Dual of the bilinear space vs. the bilinear space of dual spaces

Question

Let $X$, $Y$ be vector spaces (not necessarily finite dimensional) over field $k$. Is it always true $B(X,Y)^* \simeq B\left(X^*, Y^*\right)$? Here $B(X, Y)$ is the space of bilinear forms $b: X\times Y \to k$.

Background: On one hand, by the universal property of the tensor product, we have $B(X,Y)^*\simeq (X\otimes Y)^{**}$. Hence, through the canonical embendding into the bidual, we have embedding $X\otimes Y \hookrightarrow B(X,Y)^*$. On the other hand, map $x\otimes y\mapsto B_{x,y}\in B\left(X^*, Y^*\right)$ defined as $B_{x,y}(f,g):=f(x)g(y)$ is an embedding $X\otimes Y\hookrightarrow B\left(X^*, Y^*\right)$. When $X$ and $Y$ are of finite dimensions, the two embeddings are isomorphisms, and so we would have $B(X,Y)^* \simeq B\left(X^*, Y^*\right)$. My question concerns what happens when they are infinitely dimensional.

Thanks in advance.

Answer 1

I think the answer is no. The following content is mainly (almost just a copy of the highest voted and accepted answer) from https://mathoverflow.net/questions/56255/duals-and-tensor-products

From $B(X,Y)^*\simeq (X\otimes Y)^{**}$ and $B(X^*,Y^*)\simeq (X^*\otimes Y^*)^{*}$. We just need to show that in general case $(X\otimes Y)^{*}$ does not (canonically) isomorphic to $X^*\otimes Y^*$. Usually one has the cannonical map $\mu: X^*\otimes Y^* \to (X\otimes Y)^{*}$ taking $\mu(f \otimes g)(x \otimes y)$ to $f(x)g(y)$. Hence the canonical map $\mu^*: B(X,Y)^* \to B(X^*,Y^*)$ taking $\phi: (X \times Y) \to k \to k $ to $\mu^*(\phi)(f, g)$ as $\phi(fg)$:

Next, we show (via an argument like Cantor's diagonal) that $\mu$ (and hence $\mu^*$) can be not an isomorphism in the infinite dimension case. Take $$X = Y = \bigoplus_{i \in \Bbb{N}} \Bbb{R}$$, i.e., the vector space consisting of all infinite sequences with only finite elements nonzero, as an example (In this case, their dual is the vector space consisting of all infinite sequences). And denote $$e_i = (0, \dots, 0, 1, 0, \dots)$$ be the element that only the $i$-th coordinate be $1$.

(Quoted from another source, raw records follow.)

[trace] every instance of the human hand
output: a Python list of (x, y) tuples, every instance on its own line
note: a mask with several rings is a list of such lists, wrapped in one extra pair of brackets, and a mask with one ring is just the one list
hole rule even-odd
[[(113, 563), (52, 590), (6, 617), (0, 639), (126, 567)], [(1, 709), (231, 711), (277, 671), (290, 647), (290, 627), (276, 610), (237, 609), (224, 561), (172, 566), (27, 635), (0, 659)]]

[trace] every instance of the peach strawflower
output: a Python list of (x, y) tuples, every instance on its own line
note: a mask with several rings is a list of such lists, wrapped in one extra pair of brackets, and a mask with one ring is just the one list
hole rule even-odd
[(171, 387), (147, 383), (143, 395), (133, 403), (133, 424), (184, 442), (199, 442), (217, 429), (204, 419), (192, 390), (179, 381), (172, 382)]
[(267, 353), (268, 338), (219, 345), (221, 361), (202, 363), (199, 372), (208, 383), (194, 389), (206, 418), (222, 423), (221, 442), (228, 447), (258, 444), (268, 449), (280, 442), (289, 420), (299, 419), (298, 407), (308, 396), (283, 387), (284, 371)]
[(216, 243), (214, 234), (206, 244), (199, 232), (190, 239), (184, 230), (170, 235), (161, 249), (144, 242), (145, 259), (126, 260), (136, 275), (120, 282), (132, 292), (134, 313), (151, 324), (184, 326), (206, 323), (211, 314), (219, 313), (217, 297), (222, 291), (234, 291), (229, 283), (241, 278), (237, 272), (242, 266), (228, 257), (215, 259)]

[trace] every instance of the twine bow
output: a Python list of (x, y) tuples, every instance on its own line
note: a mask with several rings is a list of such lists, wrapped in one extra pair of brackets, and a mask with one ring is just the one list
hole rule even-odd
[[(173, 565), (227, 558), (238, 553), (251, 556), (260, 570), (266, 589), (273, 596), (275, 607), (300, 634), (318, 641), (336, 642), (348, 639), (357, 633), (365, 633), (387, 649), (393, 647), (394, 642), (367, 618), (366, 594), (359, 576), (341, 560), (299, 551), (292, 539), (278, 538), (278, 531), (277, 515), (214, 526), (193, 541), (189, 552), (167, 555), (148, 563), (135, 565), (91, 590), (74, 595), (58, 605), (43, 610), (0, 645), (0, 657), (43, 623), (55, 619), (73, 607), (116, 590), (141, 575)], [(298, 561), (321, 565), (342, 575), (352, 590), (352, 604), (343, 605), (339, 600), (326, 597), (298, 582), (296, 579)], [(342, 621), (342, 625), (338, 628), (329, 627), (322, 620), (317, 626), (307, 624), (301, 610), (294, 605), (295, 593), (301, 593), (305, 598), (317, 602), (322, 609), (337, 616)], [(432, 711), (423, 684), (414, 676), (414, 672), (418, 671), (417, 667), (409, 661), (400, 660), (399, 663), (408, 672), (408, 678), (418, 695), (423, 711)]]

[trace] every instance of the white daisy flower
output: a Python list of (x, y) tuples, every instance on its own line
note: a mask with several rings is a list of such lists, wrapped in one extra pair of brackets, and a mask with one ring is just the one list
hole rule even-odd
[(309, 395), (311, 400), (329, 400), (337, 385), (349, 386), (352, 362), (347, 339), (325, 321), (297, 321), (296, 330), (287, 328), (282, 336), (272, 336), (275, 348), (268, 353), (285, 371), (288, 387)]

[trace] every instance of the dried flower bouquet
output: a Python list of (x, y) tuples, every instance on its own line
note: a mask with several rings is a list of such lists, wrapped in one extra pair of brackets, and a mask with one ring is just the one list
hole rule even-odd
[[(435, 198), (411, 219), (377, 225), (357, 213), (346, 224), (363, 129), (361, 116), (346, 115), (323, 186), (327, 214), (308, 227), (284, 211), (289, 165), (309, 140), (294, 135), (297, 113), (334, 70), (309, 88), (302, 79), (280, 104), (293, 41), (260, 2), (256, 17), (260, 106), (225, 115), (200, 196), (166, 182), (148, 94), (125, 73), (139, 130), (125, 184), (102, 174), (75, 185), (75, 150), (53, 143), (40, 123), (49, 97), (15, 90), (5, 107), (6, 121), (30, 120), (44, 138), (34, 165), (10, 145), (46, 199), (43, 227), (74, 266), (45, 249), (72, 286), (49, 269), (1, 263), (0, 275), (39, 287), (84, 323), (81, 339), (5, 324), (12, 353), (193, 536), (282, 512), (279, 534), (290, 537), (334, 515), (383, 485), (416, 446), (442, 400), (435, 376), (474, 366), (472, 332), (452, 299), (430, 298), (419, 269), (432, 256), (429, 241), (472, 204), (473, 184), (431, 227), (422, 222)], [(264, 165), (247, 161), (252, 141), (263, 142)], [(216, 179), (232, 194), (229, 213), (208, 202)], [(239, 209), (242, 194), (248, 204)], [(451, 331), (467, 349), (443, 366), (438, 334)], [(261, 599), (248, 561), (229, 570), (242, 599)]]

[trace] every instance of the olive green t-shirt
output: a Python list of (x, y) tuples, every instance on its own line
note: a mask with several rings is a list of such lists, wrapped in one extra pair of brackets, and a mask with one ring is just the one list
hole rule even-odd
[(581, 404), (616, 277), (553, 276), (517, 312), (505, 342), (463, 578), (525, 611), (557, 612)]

Let $\xi \in (X\otimes Y)^{*}$ define by taking $e_i \otimes e_j$ to $1$ if $i = j$ and otherwise to $0$. Then $\xi$ can not be the image of $\mu: X^*\otimes Y^* \to (X\otimes Y)^{*}$. Otherwise say $\xi = \mu(\sum_{k = 1}^r \phi_k \otimes \psi_k)$ with $\phi_k \in X^*$ and $\psi_k \in Y^*$. Then one has

$$ \xi(e_i \otimes e_j) = \sum_{k = 1}^r \phi_k(e_i)\psi_k(e_j) $$

and for any positive integer $n$,

$$ \{\xi(e_i \otimes e_j)\}_{1 \leq i, j \leq n} = \{\phi_k(e_i)\}_{1 \leq i \leq n, 1 \leq k \leq r} \cdot \{\psi_k(e_j)\}_{1 \leq k \leq r, 1 \leq j \leq n} $$

But for any $n > r$, the left-hand side matrix of the above equation, being the identity matrix, has rank $n$ the right-hand side matrix, being the product of two at most rank $r$ matrices, has at most rank $r$. And it's a contradiction. Hence $\mu$ is not surjective.

And for $\mu^*: B(X,Y)^* \to B(X^*,Y^*)$ the situation is similar, and the dual element $\xi^{*}$ of the above $\xi$ is mapped to zero by $\mu^*$. Hence it's not injective. (The relation between $\mu$ and $\mu^*$ is showed in the following hand-drawn diagram. Check this too: Dual spaces isomorphic, implies vector spaces itself are isomorphic? )

Besides the above content, they could be isomorphic not via the canonical map, since they could have the same cardinality of the basis. For this maybe see Why are infinitely dimensional vector spaces not isomorphic to their duals? (Usually we only care about the canonical map).